The sum of terms of the series \[2,5,8,......\] is 950.find \[n\]

Answer 1

Hint: Here,first find out which series it is then use the sum of n terms of that series. Given series is in the form of A.P.

Complete step-by-step answer:
Given 2,5,8….
As we can see the difference between two consecutive terms are constant i.e 3. Hence the given series is in AP.
So, \[a = 2,d = 3,{S_n} = 950\]
We know that the formula for \[{S_n}\] is given by \[{S_n} = \dfrac{n}{2}\left( {2a + (n - 1)d} \right) = 950\]
\[ \Rightarrow \dfrac{n}{2}\left( {2a + (n - 1)d} \right) = 950\]
\[ \Rightarrow \dfrac{n}{2}\left( {2 \times 2 + (n - 1)3} \right) = 950\]
\[ \Rightarrow n(4 + 3n - 3) = 950 \times 2\]
\[ \Rightarrow n(1 + 3n) = 1900\]
\[ \Rightarrow n + 3{n^2} = 1900\]
\[ \Rightarrow 3{n^2} + n - 1900 = 0\]
Using the formula \[x = \dfrac{{ - b \pm \sqrt {{b^2} - 4ac} }}{{2a}}\]we get
\[ \Rightarrow n = \dfrac{{ - 1 \pm \sqrt {1 - 4 \times 3 \times ( - 1900)} }}{{2 \times 3}}\]
\[ \Rightarrow n = \dfrac{{ - 1 \pm \sqrt {1 + 22800} }}{6}\]
\[ \Rightarrow n = \dfrac{{ - 1 \pm \sqrt {22801} }}{6}\]
\[ \Rightarrow n = \dfrac{{ - 1 \pm 151}}{6}\]
\[ \Rightarrow n = \dfrac{{150}}{6},\dfrac{{ - 152}}{6}\]
Now n cannot be negative hence \[n = 25\]

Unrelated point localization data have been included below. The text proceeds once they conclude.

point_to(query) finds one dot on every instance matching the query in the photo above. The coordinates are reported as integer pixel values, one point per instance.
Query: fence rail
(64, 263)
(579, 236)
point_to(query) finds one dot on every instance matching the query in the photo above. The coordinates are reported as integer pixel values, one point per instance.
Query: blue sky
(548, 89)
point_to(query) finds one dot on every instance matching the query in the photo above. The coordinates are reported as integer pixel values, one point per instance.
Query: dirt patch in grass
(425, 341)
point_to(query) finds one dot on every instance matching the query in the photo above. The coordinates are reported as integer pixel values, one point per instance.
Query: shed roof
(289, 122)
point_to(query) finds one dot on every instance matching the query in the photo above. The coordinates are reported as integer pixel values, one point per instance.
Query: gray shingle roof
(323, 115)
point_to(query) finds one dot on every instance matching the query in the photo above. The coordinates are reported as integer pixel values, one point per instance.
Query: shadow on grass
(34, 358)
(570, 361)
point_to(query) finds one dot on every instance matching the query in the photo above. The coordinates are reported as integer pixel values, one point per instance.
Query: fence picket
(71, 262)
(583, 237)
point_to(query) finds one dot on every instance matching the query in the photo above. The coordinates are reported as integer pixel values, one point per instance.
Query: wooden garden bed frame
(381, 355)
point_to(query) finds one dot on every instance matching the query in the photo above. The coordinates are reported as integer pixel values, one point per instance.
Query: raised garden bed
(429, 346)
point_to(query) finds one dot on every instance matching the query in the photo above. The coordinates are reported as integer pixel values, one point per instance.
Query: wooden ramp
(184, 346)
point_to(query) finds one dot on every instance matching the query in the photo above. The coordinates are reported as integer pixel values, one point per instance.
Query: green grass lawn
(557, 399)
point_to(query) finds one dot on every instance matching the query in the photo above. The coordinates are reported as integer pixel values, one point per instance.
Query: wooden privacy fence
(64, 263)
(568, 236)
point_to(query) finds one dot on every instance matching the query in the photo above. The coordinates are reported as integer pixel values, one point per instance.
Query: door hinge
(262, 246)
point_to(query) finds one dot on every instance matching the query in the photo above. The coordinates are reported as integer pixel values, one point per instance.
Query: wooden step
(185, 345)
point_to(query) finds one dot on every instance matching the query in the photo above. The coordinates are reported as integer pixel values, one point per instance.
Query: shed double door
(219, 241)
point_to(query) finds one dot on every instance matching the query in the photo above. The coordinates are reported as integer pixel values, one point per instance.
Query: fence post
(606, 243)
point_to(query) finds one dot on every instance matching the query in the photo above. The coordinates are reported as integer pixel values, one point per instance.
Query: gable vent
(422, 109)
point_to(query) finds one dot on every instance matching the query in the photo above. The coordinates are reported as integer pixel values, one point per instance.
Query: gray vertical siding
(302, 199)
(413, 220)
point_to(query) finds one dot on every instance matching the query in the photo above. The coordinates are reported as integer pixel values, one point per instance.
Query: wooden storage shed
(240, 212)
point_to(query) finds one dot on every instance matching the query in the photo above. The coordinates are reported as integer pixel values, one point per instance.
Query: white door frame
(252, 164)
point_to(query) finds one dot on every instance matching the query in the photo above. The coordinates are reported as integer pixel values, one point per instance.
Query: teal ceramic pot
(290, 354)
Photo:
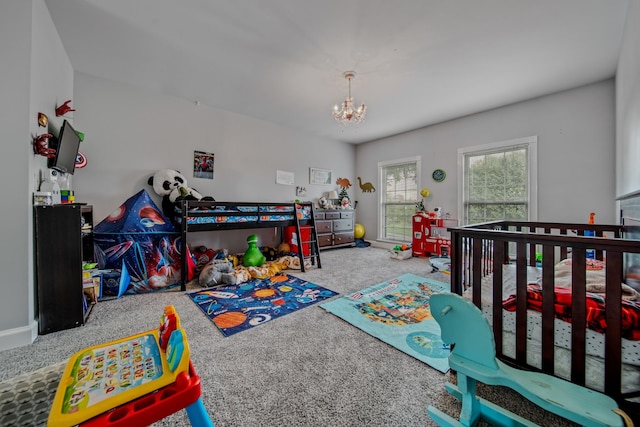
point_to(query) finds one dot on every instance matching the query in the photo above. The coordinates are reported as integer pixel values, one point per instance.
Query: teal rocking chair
(474, 359)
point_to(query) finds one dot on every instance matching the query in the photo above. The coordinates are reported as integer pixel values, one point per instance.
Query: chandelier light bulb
(345, 113)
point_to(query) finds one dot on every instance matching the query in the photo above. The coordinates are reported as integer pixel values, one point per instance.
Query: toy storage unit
(335, 228)
(63, 240)
(430, 235)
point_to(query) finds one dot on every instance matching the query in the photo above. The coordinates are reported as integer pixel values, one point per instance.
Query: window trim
(532, 165)
(382, 188)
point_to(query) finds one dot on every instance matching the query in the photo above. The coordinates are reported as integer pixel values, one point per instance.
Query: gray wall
(130, 134)
(628, 106)
(36, 75)
(576, 154)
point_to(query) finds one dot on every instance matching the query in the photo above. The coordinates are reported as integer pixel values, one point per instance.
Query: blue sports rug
(397, 312)
(234, 308)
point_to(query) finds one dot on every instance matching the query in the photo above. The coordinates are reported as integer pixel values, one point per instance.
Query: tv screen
(66, 145)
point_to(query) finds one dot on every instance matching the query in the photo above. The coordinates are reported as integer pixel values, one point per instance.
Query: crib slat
(578, 315)
(521, 302)
(497, 296)
(613, 309)
(548, 310)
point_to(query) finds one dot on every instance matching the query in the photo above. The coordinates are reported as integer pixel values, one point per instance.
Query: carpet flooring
(308, 368)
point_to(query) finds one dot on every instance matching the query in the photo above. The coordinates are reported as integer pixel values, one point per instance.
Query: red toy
(41, 146)
(64, 109)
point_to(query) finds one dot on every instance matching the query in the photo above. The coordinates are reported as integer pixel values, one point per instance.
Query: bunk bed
(194, 216)
(534, 283)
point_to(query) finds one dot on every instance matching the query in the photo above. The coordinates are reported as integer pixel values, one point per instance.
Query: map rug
(235, 308)
(397, 312)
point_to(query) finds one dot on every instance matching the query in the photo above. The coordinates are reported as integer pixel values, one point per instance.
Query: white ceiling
(418, 62)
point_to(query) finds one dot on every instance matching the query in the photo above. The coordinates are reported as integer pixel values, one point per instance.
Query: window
(398, 184)
(498, 181)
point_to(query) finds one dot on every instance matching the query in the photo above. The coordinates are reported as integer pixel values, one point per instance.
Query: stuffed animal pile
(172, 186)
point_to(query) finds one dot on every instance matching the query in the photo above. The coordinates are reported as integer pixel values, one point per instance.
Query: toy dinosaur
(64, 109)
(253, 257)
(367, 187)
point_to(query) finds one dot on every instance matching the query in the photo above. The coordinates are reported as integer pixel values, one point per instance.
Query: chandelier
(345, 113)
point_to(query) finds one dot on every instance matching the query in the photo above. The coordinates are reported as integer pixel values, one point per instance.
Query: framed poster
(320, 176)
(203, 164)
(284, 178)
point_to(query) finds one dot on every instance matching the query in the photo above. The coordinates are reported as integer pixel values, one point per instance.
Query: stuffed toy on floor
(172, 186)
(217, 272)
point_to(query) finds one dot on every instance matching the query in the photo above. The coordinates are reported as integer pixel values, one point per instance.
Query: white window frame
(532, 165)
(382, 189)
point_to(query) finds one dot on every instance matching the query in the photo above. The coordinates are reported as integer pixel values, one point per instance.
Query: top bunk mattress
(229, 214)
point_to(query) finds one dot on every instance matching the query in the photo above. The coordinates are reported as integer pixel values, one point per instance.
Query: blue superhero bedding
(224, 213)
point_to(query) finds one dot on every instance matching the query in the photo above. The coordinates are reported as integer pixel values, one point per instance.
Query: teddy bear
(172, 186)
(217, 272)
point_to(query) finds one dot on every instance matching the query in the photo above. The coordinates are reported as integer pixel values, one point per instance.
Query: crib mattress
(594, 375)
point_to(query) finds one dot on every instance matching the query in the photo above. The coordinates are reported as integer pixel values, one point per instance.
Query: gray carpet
(308, 368)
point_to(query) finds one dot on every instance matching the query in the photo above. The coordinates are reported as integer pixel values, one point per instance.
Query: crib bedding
(594, 364)
(596, 319)
(595, 339)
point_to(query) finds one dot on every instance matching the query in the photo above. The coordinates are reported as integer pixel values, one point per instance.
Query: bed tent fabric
(140, 245)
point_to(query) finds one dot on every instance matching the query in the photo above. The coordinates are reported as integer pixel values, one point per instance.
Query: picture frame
(284, 178)
(203, 164)
(320, 176)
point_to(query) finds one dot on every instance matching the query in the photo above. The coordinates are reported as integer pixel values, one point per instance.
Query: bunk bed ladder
(314, 251)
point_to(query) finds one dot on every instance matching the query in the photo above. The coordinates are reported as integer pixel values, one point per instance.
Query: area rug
(235, 308)
(397, 312)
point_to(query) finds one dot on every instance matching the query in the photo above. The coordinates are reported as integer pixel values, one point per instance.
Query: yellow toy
(100, 378)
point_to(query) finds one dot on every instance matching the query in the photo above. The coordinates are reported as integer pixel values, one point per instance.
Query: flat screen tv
(66, 145)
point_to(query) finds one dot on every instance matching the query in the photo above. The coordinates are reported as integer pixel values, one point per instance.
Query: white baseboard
(383, 245)
(18, 337)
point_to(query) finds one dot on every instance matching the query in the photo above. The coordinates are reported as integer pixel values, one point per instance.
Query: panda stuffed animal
(173, 187)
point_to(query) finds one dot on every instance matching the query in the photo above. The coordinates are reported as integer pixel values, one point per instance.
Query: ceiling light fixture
(345, 113)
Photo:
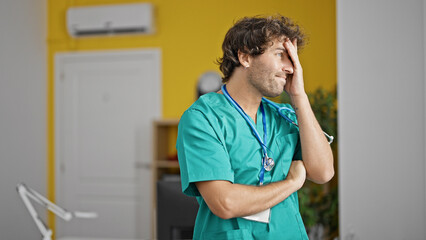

Note: (i) The negative value n needs to be discarded since, n is a positive integer and terms cannot be negative.
(ii) Three things determine an AP First term, common difference and number of terms knowing these you can find the AP. Depending on data given apply the appropriate formula and find the unknowns. Be careful with calculations.